Двое бомжей — тощих, неотличимо однотипных, в одинаково замызганных пальто, с одинаково красными от мороза и портвейна лицами — спали в обнимку на дальней лавке, и я не сразу понял, кто из них кому брат, а кто, может, любовник. Третий, толстый в съехавшем набок галстуке, сидел в углу и тихо шмыгал разбитым носом — судя по обрывкам бормотания, его взяли за драку в баре, и теперь он мысленно сочинял оправдательную речь для жены. Четвёртый, молодой белый парень лет двадцати в рабочем комбинезоне, сидел прямо на полу, прислонившись спиной к стене, и напевал что-то рождественское — без слов, на мотив, в котором я узнал «О, святую ночь». Интересно, а Джингл белс уже написана? Я так то я ее могу даже спеть…
Голос у него был неожиданно красивый, низкий, бархатный.
— Сочельник в каталажке встречаешь? — спросил я его, опускаясь на свободную лавку.
Парень открыл один глаз, посмотрел на меня, оценивающе, без злобы, и снова закрыл.
— У таких, как я, он всегда тут проходит, — ответил он тихо. — Первый раз, красавчик?
— Ага.
— Первоход, — резюмировал он и продолжил свой беззвучный гимн.
Часы на стене коридора, видимые через прутья решётки, показывали без четверти полдень. До Рождества оставалось двенадцать часов. И потянулись они в невыносимой скуке.
Сначала увели бомжей. Потом забрали ноющего толстячка. И почти сразу певца. Остался я один.

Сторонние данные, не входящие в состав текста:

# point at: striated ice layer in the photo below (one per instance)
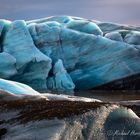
(63, 53)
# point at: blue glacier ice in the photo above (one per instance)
(66, 53)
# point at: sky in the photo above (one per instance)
(119, 11)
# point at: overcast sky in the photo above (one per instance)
(120, 11)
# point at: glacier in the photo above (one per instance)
(67, 53)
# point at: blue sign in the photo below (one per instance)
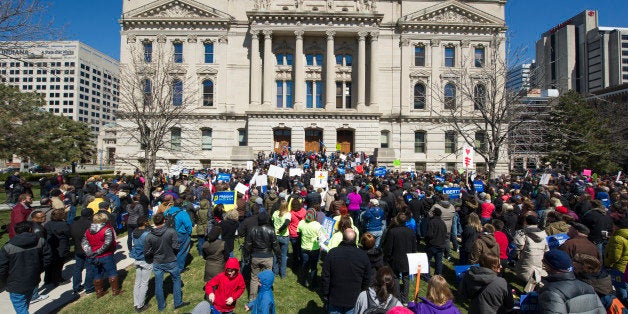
(556, 240)
(224, 177)
(452, 192)
(224, 197)
(478, 186)
(380, 172)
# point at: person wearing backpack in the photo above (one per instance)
(177, 218)
(378, 298)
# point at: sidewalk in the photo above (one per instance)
(62, 295)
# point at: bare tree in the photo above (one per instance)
(477, 105)
(156, 95)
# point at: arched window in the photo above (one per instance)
(450, 96)
(419, 96)
(419, 142)
(208, 93)
(479, 97)
(177, 92)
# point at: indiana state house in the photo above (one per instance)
(313, 75)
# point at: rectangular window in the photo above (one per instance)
(479, 57)
(175, 139)
(178, 52)
(450, 57)
(206, 139)
(209, 52)
(419, 142)
(419, 56)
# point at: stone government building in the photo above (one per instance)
(346, 74)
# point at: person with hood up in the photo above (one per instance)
(530, 244)
(484, 244)
(264, 303)
(438, 299)
(487, 292)
(380, 294)
(226, 288)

Я не спал. Ровно в полночь где-то далеко, сквозь два этажа казённых перекрытий, донёсся слабый удар колокола — кажется, с близлежащей пресвитерианской церкви. Где-то в Лос-Анджелесе сейчас зажигались огни на ёлках, открывались подарки, целовались под омелой. Сотрудники Ловеласа тоже поздравляли друг друга. Я старался не думать о зайках, о Китти… Зачем себя мучать? Думал о несравненной Мэрилин. Ну и чуть-чуть о Мэй. Интересно, получится у нас с ней еще разок? С этой мыслью я закрыл глаза и уснул.
* * *
Утром, в семь, без какой-либо торжественности и почти без слов, в камеру вошли двое в форме окружного шерифа — в тёмно-зелёных кителях с золотистыми звёздами шерифа графства Лос-Анджелес, с наплечными ремнями и кобурами. Меня вывели в коридор, на запястьях защёлкнули свежие наручники — на сей раз спереди. В тех же сорочке и брюках, в которых меня брали, в том же помятом за ночь смокинге, без галстука, без ремня, без запонок, с осунувшейся за ночь физиономией и щетиной, — я был выведен из «дивизиона Голливуд» через парадный выход.

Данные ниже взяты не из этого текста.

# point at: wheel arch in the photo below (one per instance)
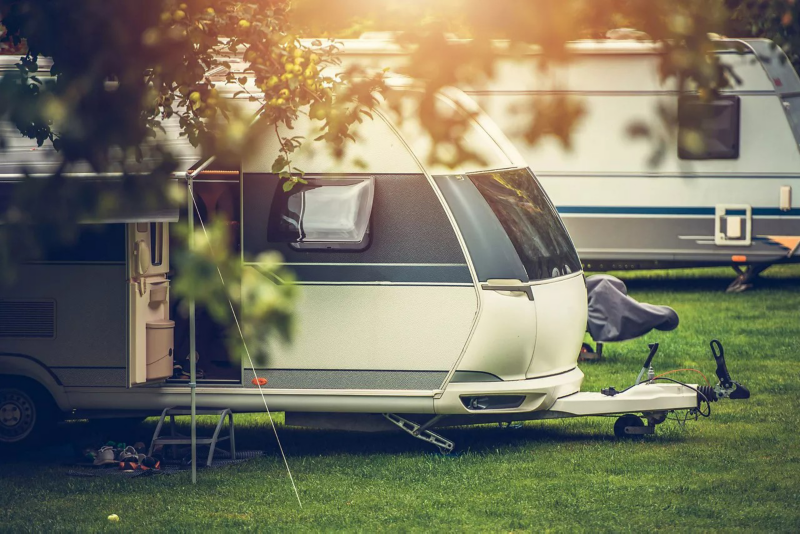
(14, 365)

И оказался прямо в эпицентре.
На крыльце, перед чугунными ступенями, освещёнными утренним солнцем калифорнийского декабря, толпились журналисты. Их стало уже не четверо — десять или двенадцать плюс оцепление из копов. С блокнотами, с микрофонами на проводах, с громоздкими камерами наперевес. Посыпались вспышки, я даже прикрыл глаза.
Подобного приема я ожидал, успел обдумать свои действия — ни в коем случае нельзя на камеру закрываться руками. Особенно если руки в наручниках. Снимок «человек загораживается ладонью от объектива» в любой газете мира читается одинаково: «виновен, и сам это знает, ему стыдно». А вот «человек идёт сквозь толпу прямо, с поднятой головой и улыбкой» — это уже совсем другая картинка. Это картинка «травля невиновного», «политический заказ», «давление на свободу слова». Через сутки эту картинку начнут перепечатывать всё те же издания, которые сейчас её снимают, только с другими подписями.

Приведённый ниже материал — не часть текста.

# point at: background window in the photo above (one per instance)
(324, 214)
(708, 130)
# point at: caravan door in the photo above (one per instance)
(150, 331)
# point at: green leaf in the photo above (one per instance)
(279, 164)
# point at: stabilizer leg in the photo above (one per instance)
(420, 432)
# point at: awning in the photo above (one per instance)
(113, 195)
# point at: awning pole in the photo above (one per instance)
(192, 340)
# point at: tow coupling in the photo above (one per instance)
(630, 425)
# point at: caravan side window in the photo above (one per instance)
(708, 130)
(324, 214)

Я выпрямил спину. Поднял подбородок ровно настолько, чтобы получился правильный угол. Раздвинул губы в улыбке — не самодовольной, но уверенной, той самой, какая получается у человека, искренне считающего, что произошло какое-то нелепое недоразумение и он скоро будет дома. И пошёл по ступенькам вниз, ровным неспешным шагом, не убыстряя и не замедляя, словно вышел не из дивизиона под охраной копов, а из ресторана «Романофф» на Беверли-Хиллз, где отужинал с приятным обществом.
— Мистер Миллер! Мистер Миллер! — тут же посыпались крики журналистов — Признаёте ли вы обвинения⁈
— Скажите хоть пару слов нашим читателям!
— Это правда, что вас экстрадируют в Техас?
— Что вы скажете о бойкоте, объявленном журналам Лигой нравственности⁈
— Для меня и для всего «Ловеласа» — я решил ответить только на последний вопрос — Это большая трагедия. Сотрудники издательства уже заказывают черные одежды.